Roger Waters: I Would Consider Playing Concert On US-Mexican Border

Roger Waters: I Would Consider Playing Concert On US-Mexican Border

Pink Floyd's Roger Waters has said he would consider performing on the border between the US and Mexico as an act of “celebration” against the rhetoric of building walls.

The veteran musician, who lives in the US, hit out at President Donald Trump's plans to construct a permanent security barrier along the border, and said the controversial Republican would face mass protests in the streets when he visits the UK.

The 73-year-old famously commemorated the fall of the Berlin Wall with a live performance in 1990 to an estimated near half a million crowd in the German city.

It followed Pink Floyd’s own The Wall tour from their album of the same name in 1980, while Waters later took his own version of the show on a world tour.

He was speaking alongside the band’s drummer Nick Mason at a preview of the upcoming Pink Floyd retrospective exhibition at the V&A in London which documents the group’s 50 years since their first single.

Asked if he would perform on the border to protest against Trump, Waters said: “I get asked quite often if I'd do The Wall again because I stopped a couple of years ago.

"I've always said I'd do it again if they ever figure out what to do about Israel and Palestine and get rid of that appalling security barrier.

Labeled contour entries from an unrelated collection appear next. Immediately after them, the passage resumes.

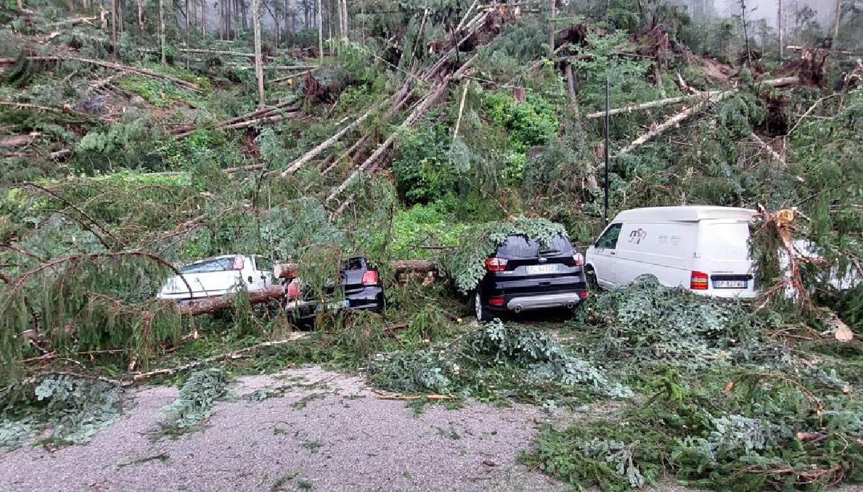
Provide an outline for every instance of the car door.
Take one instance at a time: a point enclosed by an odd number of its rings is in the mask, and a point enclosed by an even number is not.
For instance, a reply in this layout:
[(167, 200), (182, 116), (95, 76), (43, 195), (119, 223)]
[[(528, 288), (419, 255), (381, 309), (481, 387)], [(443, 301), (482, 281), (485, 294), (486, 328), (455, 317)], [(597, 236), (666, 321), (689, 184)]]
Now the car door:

"If there was a resolution and we could realise there is no 'us and them' and that we're all human beings and we all need to figure out how to live together because at the moment... as an act of celebration, if that moved towards a humane way of organising ourselves, I would be only too happy to perform that concert in some place that was significant geographically.

"If that happened to be the border between the United States and Mexico then yeah absolutely.

"But there needs to be an awakening period... before something like that can happen... because at the moment enough of us are being convinced by our leaders that the problems that we face are because of foreigners and because they are bad people and because they need to be destroyed or at least competed with to the point where they are stopping.

"Trump and Theresa May and the right wing as you know is raising its ugly head all around the world so yeah as an act of celebration it would be.

"The sewers are clogging with greedy powerful men as we speak and they are backing up and that is what is causing this stuff.”

Waters said he believes people with "more humane ideas" will "gather together and say 'No, enough, we saw all this before, we're not going to take it again', and take to the streets."

On the prospect of the US leader travelling to the UK for a visit, Waters said: "I'm quite sure if President Trump comes to this country there will be an enormous taking to the streets.

"I think we would see demonstrations in London bigger than any demonstrations than have ever been seen."

Earlier this week the Foreign Office rejected a 1.85 million-strong petition calling for Mr Trump's trip to be downgraded, stripping it of the trappings of a full state visit.

Waters and Mason's rare public appearance together saw them discuss the opening of The Pink Floyd Exhibition: Their Mortal Remains which includes more than 350 objects from the band's history.

The show's entry point will be a giant replica of the Bedford van the band used as their touring vehicle in the 1960s, while instruments including David Gilmour's famous Stratocaster guitar - nicknamed the black strat - will also be on show.

Waters said he was most looking forward to seeing a cane used to punish him for fighting while at school in Cambridge.

The pair also revealed they would consider playing Glastonbury, with Mason saying: "I think it would be nice to add it to the list. It would be fun to do it, but I don't think its very likely."

Waters said: "I did Glastonbury once. It was really cold ... there were a lot of people and it seemed very jolly. I'd do it again."

The V&A is hoping for a repeat of the huge success it enjoyed with its show on David Bowie and Mason floated the possibility that it could later go on a tour.

:: The Pink Floyd Exhibition: Their Mortal Remains runs from May 13 to October 1 2017.